L’anticlericalismo su Rai 1


C’è una ragione curiosa, tra le tante che possono aver determinato il flop della serie tv “Il nome della rosa” su Rai 1 – gli spettatori dell’ultima puntata ieri si sono quasi dimezzati rispetto a quelli della prima: l’anticlericalismo. L’anticlericalismo vecchia maniera, di monaci e monasteri depravati, sodomiti, sempre vecchia maniera, assassini, corrotti, corruttori, ladri, eccetera. Su Rai 1, che tutto uno si spetterebbe meno che fosse anticlericale.

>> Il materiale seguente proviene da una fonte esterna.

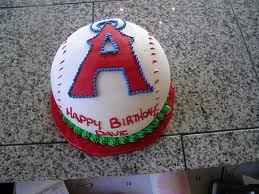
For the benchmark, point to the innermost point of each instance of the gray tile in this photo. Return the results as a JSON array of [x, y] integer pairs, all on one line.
[[29, 39], [19, 3], [223, 148], [61, 161], [216, 86], [247, 12]]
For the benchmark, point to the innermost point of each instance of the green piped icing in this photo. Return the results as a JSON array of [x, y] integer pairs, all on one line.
[[115, 141]]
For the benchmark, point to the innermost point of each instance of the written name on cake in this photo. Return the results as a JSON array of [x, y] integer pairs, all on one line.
[[114, 122]]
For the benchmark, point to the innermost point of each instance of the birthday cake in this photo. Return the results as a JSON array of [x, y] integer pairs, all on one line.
[[111, 90]]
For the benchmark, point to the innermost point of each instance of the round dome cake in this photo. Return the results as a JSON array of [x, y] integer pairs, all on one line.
[[111, 90]]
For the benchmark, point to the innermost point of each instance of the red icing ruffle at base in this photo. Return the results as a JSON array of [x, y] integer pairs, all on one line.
[[101, 150]]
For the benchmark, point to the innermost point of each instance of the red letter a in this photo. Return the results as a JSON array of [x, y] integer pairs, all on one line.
[[122, 59]]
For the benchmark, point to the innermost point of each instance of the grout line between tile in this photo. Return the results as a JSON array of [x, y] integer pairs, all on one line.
[[213, 131], [165, 135], [247, 49], [59, 4], [183, 151], [33, 143]]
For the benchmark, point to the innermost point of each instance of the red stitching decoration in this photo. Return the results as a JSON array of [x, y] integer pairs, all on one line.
[[100, 150]]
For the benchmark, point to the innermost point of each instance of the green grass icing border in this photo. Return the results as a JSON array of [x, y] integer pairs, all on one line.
[[115, 141]]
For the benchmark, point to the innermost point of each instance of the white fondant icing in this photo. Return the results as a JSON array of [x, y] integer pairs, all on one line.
[[112, 99]]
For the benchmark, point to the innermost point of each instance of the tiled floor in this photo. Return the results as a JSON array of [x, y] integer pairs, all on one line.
[[213, 50]]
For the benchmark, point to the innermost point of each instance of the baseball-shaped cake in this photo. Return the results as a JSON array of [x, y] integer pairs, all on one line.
[[111, 89]]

Lo scarso seguito dell’ambiziosa serie ha probabilmente varie cause. Avrà deluso qualcuno, se c’è ancora, che ha letto il romanzo di Umberto Eco, il cui Medio Evo non è quello tetro e demolitore della serie – l’abbazia di Fossanova come un tetro fortino, un Bernando Gui assassino, eccetera. Più avrà deluso i cultori del genere, l’ex gotico, ora – dopo “Il trono di spade” – fantasy, a metà tra horror-splatter e catastrofico. Che è una ricetta semplice, ma attorno a una partizione netta tra bene e male. Mentre i fedeli di Rai I, di “Don Matteo”, “Che Dio ci aiuti” e altri programmi edificanti, si saranno trovati spaesati. Di fronte a una serie sceneggiata e programmata per l’eterno Kulturkampf antiromano anglosassone e teutonico – mai una gioia…
Si capisce che Turturro, Guglielmo di Baskerville e co-produttore e co-sceneggiatore, abbia tentato di vivacizzare lo stracco copione facendo lo Sherlock Holmes, brillante e veloce. Ma col passare delle puntate anche lui è sembrato stanco: guardava fuori dall’inquadratura, incerto.